Distribution (Beta testing and Release Candidate)

The beta is an ‘unfinished’ version. It means your app is functional, but whether it’s as human-usable as it can be, is to be determined.

One way to test this is with humans, as many of them as you can find. You distribute the beta to a large pool of testers. Start with your team, and after some more fixes and debugging, distribute it to participants who signed up for an early release.

This is called user acceptance or beta testing.

There are deployment tools like HockeyApp, TestFlight, etc. which help you distribute your app to your beta testers. They will manually test the app on the device/platform you equip them with. The deployment tools will let them share error logs and feedback directly with your team. This will provide the course for the next few iterations, and you repeat the process (from ideation to distribution) until you have a functional app that is very likely to delight the users.

This is what you present to stakeholders. If they approve it, you have a release candidate. Test it on real devices to do a final bug sweep.
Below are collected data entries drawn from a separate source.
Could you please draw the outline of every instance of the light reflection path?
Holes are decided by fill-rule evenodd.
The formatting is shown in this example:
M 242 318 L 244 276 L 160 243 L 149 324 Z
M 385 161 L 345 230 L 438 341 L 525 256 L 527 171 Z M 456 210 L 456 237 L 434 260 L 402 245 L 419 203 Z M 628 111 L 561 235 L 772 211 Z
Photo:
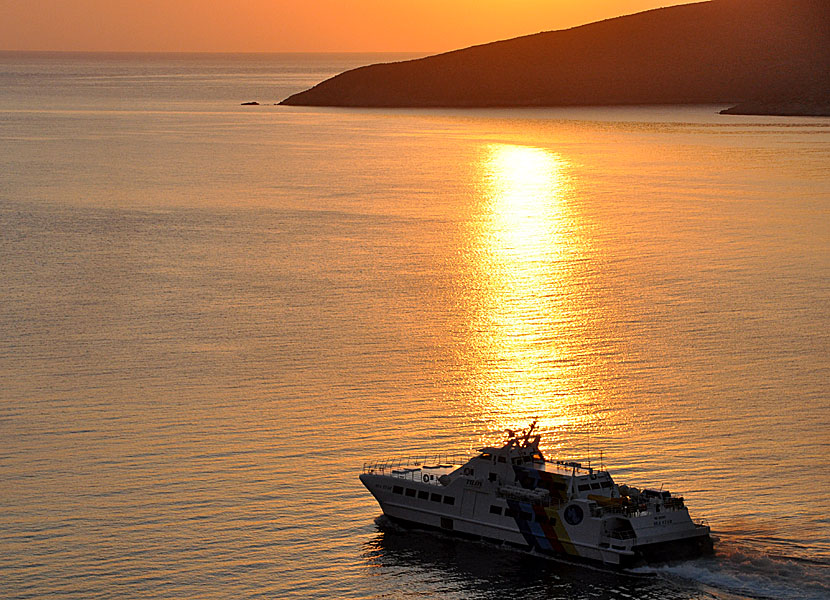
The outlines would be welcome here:
M 573 410 L 578 362 L 581 257 L 569 206 L 568 163 L 547 149 L 491 144 L 477 165 L 480 298 L 473 323 L 480 417 L 490 431 L 579 426 Z M 554 442 L 549 439 L 548 443 Z

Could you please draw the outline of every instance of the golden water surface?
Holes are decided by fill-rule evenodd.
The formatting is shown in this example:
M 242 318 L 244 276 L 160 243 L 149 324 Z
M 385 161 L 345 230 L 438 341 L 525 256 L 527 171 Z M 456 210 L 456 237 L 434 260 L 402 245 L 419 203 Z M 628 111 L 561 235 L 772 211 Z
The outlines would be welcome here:
M 3 59 L 0 595 L 826 597 L 830 124 L 239 106 L 357 60 Z M 718 554 L 376 522 L 534 419 Z

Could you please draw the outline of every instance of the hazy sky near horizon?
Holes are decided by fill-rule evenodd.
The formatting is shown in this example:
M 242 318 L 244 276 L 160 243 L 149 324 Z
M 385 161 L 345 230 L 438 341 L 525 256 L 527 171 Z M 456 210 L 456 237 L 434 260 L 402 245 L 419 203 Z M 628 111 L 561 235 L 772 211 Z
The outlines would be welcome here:
M 439 52 L 678 0 L 0 0 L 0 50 Z

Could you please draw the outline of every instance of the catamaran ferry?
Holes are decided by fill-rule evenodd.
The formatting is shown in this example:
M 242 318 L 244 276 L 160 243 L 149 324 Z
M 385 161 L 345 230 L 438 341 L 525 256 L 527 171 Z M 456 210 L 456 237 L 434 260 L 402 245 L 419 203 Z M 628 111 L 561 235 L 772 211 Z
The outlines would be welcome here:
M 712 551 L 709 527 L 691 519 L 682 497 L 548 460 L 535 427 L 508 431 L 501 448 L 466 462 L 366 464 L 360 480 L 395 522 L 535 553 L 631 567 Z

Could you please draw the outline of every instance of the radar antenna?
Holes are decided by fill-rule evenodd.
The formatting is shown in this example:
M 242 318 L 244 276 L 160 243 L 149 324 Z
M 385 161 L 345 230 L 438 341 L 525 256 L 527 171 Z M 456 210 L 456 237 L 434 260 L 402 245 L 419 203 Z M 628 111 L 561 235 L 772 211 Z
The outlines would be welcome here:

Once you’re done, it’s time to go live with the web app. Native and hybrid apps will need to be signed and approved by the App Store/ Play Store/ marketplace of your choice. Once you get a ‘pass’, it’s time to publish the app.

If you get approved, you celebrate the win and get back to the whiteboard to improve. If you don’t, you celebrate the failure and get back to the whiteboard to improve.

Test. Fix. Repeat.

Endnote

Although the post makes it look that way, the mobile app development lifecycle isn’t linear. In rapid release cycles, all of the processes discussed here take place concurrently. So while the UX team is working on wireframes for a new feature, the developers are busy making a proof-of-concept. The QAs are creating new test cases or refactoring older test suites to cover new specs.

Making apps that delight users—regardless of their device, OS, or browser—takes endless abstractions, hard work, and continuous testing. But teams committed to shipping quality mobile apps know that it’s worth it.